The main issue? U.S. subscriber growth is slowing.

Netflix subscription rates have been slowing, a trend that publishing companies have been dealing with for some time.
Netflix subscription rates have been slowing, a trend that publishing companies have been dealing with for some time.

Net new subscribers to the streaming services amounted to 160,000 in Q2. That’s compared to 900,000 during the same quarter last year.

Netflix announced that subscribers “are growing, but not as fast as we would like or have been.”

And even though the company posted an increase in earnings, its shares fell 15%.

It’s all about the audience.

What exactly is impacting subscribership at Netflix? What can the company learn from newspapers?

1. Pricing

Netflix has a very simple pricing model. It offers one rate for unlimited viewing. In the United States, this rate is US$9.99 per month. There are a few exceptions (for example, some subscribers have been grandfathered on a lower rate).

There have been modest price increases in the past (at one time, the standard offer was US$7.99 per month), and the company blames the news of these increases for its growing churn.

Compare Netflix pricing with a standard newspaper. How much is your newspaper subscription? Well, it depends.
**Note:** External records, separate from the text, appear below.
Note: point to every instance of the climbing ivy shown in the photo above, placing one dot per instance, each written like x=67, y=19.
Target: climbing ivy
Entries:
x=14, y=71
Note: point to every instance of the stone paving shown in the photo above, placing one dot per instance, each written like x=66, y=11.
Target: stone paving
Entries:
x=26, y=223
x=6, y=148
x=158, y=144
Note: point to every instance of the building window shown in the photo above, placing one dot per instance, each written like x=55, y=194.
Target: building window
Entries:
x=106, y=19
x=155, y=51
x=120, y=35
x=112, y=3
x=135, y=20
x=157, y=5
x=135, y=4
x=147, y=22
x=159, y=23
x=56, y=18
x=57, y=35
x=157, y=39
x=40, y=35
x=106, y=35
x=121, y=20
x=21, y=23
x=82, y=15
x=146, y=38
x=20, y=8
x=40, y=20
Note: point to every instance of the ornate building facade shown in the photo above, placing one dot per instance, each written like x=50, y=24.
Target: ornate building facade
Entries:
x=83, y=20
Is it a digital-only subscription or home delivery? Is it seven-day or weekend-only? Is there a special introductory rate? A retention discount? A credit card payment discount? Newspapers have long managed price-sensitive consumers with a range of offers along a spectrum of price points.

2. Retention

News media companies have long invested in retention. Large daily newspapers often have their own inbound call centers that specialise solely in dealing with cancellation requests. These retention teams typically have various offers to entice subscribers to stick around.
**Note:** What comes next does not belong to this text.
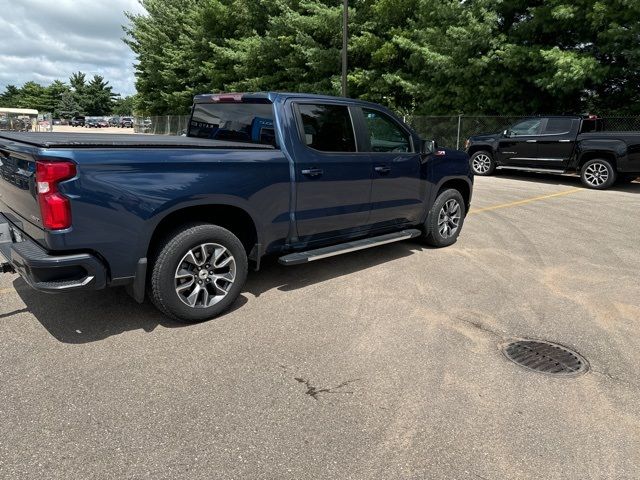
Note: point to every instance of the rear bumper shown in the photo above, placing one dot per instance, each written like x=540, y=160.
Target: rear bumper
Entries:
x=44, y=272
In contrast, Netflix is very easy to cancel. Unlike cable television companies, Netflix does not require consumers sign a multi-year contract. And there are no retention offers. Expect Netflix to review these practices as the company combats churn.

3. Content

News media companies and video streaming services are all competing for consumers’ time and money. Both typically offer a mix of curated and custom content.
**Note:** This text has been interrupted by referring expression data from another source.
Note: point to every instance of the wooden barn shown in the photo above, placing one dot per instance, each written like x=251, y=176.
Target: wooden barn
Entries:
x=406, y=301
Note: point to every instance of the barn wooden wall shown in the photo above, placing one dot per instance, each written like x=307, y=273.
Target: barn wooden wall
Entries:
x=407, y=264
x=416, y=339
Netflix has some very compelling (and award-winning) custom content (Orange is the New Black, for example, is a Netflix Original). It also has a very large library of licensed content. Of course, content is everything to a media company, and good content drives subscriber growth.

The Netflix model allows viewers to binge watch their favourite shows and then cancel the services.

Of course, news media consumers get new content every single day. You cannot binge read tomorrow’s news.

Netflix may reconsider how and when it releases content, and how exactly this impacts churn.

4. Competition

News media companies are accustomed to highly competitive markets. There are all sorts of alternatives for news consumers. And many alternatives are free.

Netflix has generally enjoyed a first-mover advantage in the video-streaming space. Now the market is maturing.

In its Q2 report, Netflix lists its competitors as CBS All Access, Seeso, Hulu, YouTube Red, and Amazon Prime Video. Amazon Prime is now the third-largest video-streaming service in the world, after Netflix and YouTube.

According to Parks Associates, “There were 101 subscription streaming video services available in the United States” earlier this year. 

That first-mover advantage is quickly disappearing.

Don’t be surprised if Netflix changes its marketing tactics to combat churn and placate investors. In doing so, the company will be taking a page from the news media marketing playbook.